Smiley was offering Mattim an out. If enough of the merchant skippers took him up on his offer, he'd be off the hook. Mattim really did not want to spend tomorrow up to his ears in a space battle. But he wasn't about to give Smiley another chance to smirk down at him from the message screen.
“Advise him we had a minor problem and will be back on station within an hour.”
At her station, Sandy shook her head. “Boys.”
“Flag says they'll delay gunnery practice until we rejoin.”
“Damn.” Mattim muttered.
“I'll get my crew on it right away,” Torchy said. A half hour later, they met the specs ... 5 gees and 20 rpm.
They rejoined just in time for the shoot. The lasers powered up in alphabetical order. Turrets A, B, and C forward, D, E, and F amidships, and X, Y, and Z aft. C and Y refused to hold a charge. “I'll get teams on them immediately” was Guns' reaction. “We'll have them on line in five minutes.”
“We'll wait until we've powered down the main battery, Guns. Let the yard people tackle them one at a time.”
“It's not necessary, sir. The system has baffles to isolate each turret.”
“That hasn't been tested live.” Mattim cut him off. “Guns, prepare for a seven-gun shoot. Captain out.”
Then things got real bad. Tugs twelve thousand klicks off to starboard fired targets, balloons that expanded until they were the size of a ship. Turret A shot first.

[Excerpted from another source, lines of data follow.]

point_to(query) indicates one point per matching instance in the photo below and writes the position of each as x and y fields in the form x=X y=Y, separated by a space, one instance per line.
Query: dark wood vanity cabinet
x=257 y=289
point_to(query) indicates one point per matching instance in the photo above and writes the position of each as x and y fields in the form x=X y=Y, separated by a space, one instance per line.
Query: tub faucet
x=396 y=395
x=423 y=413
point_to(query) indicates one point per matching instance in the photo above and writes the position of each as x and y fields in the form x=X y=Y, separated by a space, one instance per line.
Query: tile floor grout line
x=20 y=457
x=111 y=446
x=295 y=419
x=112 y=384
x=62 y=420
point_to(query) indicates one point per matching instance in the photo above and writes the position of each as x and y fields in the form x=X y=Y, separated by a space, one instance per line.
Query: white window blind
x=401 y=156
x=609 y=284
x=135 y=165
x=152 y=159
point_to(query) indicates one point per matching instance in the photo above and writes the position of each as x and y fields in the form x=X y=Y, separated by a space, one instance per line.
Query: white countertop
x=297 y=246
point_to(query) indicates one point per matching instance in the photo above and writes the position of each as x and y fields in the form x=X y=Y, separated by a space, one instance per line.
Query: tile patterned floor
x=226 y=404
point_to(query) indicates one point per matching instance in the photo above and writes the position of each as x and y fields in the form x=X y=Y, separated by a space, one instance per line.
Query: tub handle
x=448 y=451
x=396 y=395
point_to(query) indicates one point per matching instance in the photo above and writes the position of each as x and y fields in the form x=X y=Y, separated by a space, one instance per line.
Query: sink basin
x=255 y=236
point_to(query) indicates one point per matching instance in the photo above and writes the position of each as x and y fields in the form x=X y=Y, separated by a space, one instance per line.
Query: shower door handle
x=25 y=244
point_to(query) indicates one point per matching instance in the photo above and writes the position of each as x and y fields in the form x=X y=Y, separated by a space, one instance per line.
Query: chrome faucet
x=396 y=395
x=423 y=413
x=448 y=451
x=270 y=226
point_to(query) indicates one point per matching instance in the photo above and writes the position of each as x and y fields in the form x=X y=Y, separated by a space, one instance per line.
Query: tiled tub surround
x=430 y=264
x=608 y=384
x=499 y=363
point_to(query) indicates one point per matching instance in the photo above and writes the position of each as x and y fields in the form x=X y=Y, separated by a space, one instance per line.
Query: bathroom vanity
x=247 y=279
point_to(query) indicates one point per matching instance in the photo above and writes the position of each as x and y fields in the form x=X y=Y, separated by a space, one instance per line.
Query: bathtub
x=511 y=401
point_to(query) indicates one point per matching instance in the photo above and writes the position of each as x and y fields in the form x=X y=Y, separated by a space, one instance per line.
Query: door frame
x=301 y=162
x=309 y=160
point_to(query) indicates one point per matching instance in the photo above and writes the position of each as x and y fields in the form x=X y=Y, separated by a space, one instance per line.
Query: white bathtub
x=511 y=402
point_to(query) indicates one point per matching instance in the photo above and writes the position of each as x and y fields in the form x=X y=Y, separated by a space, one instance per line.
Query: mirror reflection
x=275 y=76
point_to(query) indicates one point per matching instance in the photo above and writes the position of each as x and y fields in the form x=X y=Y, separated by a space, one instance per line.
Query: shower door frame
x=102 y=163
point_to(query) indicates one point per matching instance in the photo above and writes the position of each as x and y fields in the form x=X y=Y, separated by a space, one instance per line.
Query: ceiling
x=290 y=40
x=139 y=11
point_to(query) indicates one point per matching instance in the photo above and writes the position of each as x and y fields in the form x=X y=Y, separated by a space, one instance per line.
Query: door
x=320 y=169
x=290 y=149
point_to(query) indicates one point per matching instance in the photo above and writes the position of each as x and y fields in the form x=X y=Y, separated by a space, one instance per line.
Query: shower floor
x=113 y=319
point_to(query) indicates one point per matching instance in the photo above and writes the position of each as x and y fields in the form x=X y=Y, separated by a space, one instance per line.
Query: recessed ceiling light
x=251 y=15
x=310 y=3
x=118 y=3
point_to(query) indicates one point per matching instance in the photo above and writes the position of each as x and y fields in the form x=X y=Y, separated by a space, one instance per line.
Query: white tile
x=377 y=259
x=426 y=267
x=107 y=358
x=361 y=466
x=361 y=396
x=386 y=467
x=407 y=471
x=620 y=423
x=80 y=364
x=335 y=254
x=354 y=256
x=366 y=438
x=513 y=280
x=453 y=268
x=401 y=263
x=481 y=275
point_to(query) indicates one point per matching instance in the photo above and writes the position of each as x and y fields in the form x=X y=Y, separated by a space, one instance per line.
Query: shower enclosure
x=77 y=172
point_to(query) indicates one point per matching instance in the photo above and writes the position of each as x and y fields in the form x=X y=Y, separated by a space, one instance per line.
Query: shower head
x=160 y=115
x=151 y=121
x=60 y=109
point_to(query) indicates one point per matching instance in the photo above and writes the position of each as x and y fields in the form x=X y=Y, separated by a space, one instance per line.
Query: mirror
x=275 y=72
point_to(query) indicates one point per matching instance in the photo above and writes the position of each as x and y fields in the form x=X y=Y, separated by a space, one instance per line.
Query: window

“Guns,” Mattim snapped, “three shots at this range to hit a target that size?”
“Captain, that's damn good shooting. It would earn an E.”
Not from Mattim, but the other ships hadn't done any better, even the flag. Mattim was damned if he'd fight colonials with shooting that bad. “Sandy, is the Westinghouse SG-190 fire control on line?”
“And waiting, sir.”
“Feed the numbers to B turret,” Mattim ordered.
“What the hell are you sending me?” came from Guns a second later. “There are three firing solutions!”
“And a recommended fourth,” Mattim answered. “Use it.”
“This isn't regulation,” Guns snapped.
Mattim windowed into B turret's gun laying station. It used numbers that must have come from the Navy's standard local fire control—and missed. The second shot used the updated numbers from Sandy —and hit. Guns was back a second later. “You've got a central line control up there?”
“Westinghouse SG-190 series,” Mattim answered.
“They never passed mil specs. You can't count on them to take a pounding,” Guns shot back.
“This one's still working after our little balance problem.”
Guns was silent for a long minute. “Please take the Westinghouse off line until I say so.”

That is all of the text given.